Sebagian besar spesimen patologi yang tersedia secara rutin dapat digunakan
untuk analisis biomarker, termasuk preparat jaringan yang difiksasi dengan
formalin, jaringan parafin dan blok sel. Jumlah minimum sel tumor ganas yang
diperlukan untuk pemeriksaan biomarker tidak ditentukan dengan baik. Secara
umum, sampel yang lebih besar dengan setidaknya 200-400 sel ganas yang
tersedia lebih dipilih.
Untuk menghindari pemeriksaan tumor yang berlebihan untuk
imunohistokimia tambahan atau analisis biomarker jika konteks klinis dan
radiografi tidak sesuai, penting bahwa ahli patologi menjadi bagian dari tim
multidisiplin.
Isolasi sel tumor seringkali membutuhkan makro dan mikrodiseksi.

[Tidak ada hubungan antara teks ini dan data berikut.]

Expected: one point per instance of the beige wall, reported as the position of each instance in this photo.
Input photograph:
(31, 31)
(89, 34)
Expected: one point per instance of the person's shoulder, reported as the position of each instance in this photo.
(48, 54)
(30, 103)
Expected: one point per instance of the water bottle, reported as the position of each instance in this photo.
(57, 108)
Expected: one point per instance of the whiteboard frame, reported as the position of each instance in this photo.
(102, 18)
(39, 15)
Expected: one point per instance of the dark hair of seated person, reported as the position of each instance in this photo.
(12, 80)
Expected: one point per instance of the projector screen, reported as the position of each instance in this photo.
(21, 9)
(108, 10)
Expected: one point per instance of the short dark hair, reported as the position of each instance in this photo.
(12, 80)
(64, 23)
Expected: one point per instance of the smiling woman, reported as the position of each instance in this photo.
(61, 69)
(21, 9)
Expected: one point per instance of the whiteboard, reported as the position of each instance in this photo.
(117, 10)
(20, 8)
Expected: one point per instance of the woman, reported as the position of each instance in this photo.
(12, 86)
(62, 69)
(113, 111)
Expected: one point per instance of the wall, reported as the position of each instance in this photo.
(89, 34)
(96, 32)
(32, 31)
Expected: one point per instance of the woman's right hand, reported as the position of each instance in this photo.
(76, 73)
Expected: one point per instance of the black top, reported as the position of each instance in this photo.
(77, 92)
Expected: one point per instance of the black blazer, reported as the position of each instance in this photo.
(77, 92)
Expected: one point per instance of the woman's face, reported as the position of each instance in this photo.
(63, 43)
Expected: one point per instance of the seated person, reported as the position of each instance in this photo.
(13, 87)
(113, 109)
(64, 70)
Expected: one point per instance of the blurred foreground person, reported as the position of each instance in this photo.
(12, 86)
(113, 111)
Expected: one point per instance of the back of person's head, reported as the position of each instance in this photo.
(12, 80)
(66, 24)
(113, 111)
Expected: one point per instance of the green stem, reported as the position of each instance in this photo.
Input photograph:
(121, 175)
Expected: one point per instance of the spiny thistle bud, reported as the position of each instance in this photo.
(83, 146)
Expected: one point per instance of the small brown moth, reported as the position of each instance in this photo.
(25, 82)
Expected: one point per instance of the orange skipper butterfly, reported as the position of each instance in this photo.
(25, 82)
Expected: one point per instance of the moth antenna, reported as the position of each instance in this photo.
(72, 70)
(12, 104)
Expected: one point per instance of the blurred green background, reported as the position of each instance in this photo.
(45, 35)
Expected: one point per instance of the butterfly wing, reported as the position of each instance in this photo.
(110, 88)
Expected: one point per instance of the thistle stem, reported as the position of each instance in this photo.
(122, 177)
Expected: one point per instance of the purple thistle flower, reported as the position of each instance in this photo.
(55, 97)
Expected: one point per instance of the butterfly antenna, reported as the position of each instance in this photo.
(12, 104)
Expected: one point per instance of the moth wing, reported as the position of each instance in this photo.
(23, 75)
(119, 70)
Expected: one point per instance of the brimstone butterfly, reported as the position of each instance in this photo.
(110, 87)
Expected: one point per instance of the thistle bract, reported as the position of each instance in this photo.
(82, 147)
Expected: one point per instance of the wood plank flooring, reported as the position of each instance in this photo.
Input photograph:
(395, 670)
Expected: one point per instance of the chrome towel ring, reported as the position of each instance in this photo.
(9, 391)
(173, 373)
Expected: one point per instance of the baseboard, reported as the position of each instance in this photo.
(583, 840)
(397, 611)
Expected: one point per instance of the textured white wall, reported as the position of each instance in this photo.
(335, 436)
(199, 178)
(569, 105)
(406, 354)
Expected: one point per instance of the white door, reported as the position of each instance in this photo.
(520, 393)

Mengoptimalkan pemeriksaan pada ekstrak DNA berarti meminimalkan DNA dari
sel non-neoplastik dalam sampel.

5. RINGKASAN DAN REKOMENDASI


Kemajuan dalam biologi molekuler meningkatkan pemahaman tentang kanker
paru dan mengubah pendekatan pada pengobatan. Pentingnya biopsi yang
memuaskan yang memungkinkan untuk karakterisasi histologis dan analisis
mutasi tidak bisa terlalu ditekankan. Dalam artikel ini, kami meninjau teknik yang
tersedia untuk mendiagnosis kanker paru dan hasil jaringan yang terkait dengan
masing-masing teknik.
Secara umum, tempat yang paling mudah diakses harus dipilih untuk
biopsi, dan sampel yang cukup harus diperoleh. Spesimen biopsi lebih disukai
daripada spesimen sitologi, tetapi ada semakin banyak bukti yang menunjukkan
bahwa, jika ditangani dengan baik, spesimen sitologi dapat digunakan untuk
analisis molekuler. Untuk mengoptimalkan analisis jaringan terbatas yang
tersedia untuk pengujian biomarker, penting bahwa ahli patologi dilibatkan
dalam tim multidisiplin. Sama pentingnya bahwa ahli respirologi, ahli radiologi
intervensi, dan ahli bedah toraks memahami pentingnya mendapatkan jumlah
bahan yang memuaskan, karena spesimen yang diperoleh pada akhirnya
mempengaruhi manajemen dan prognosis pasien.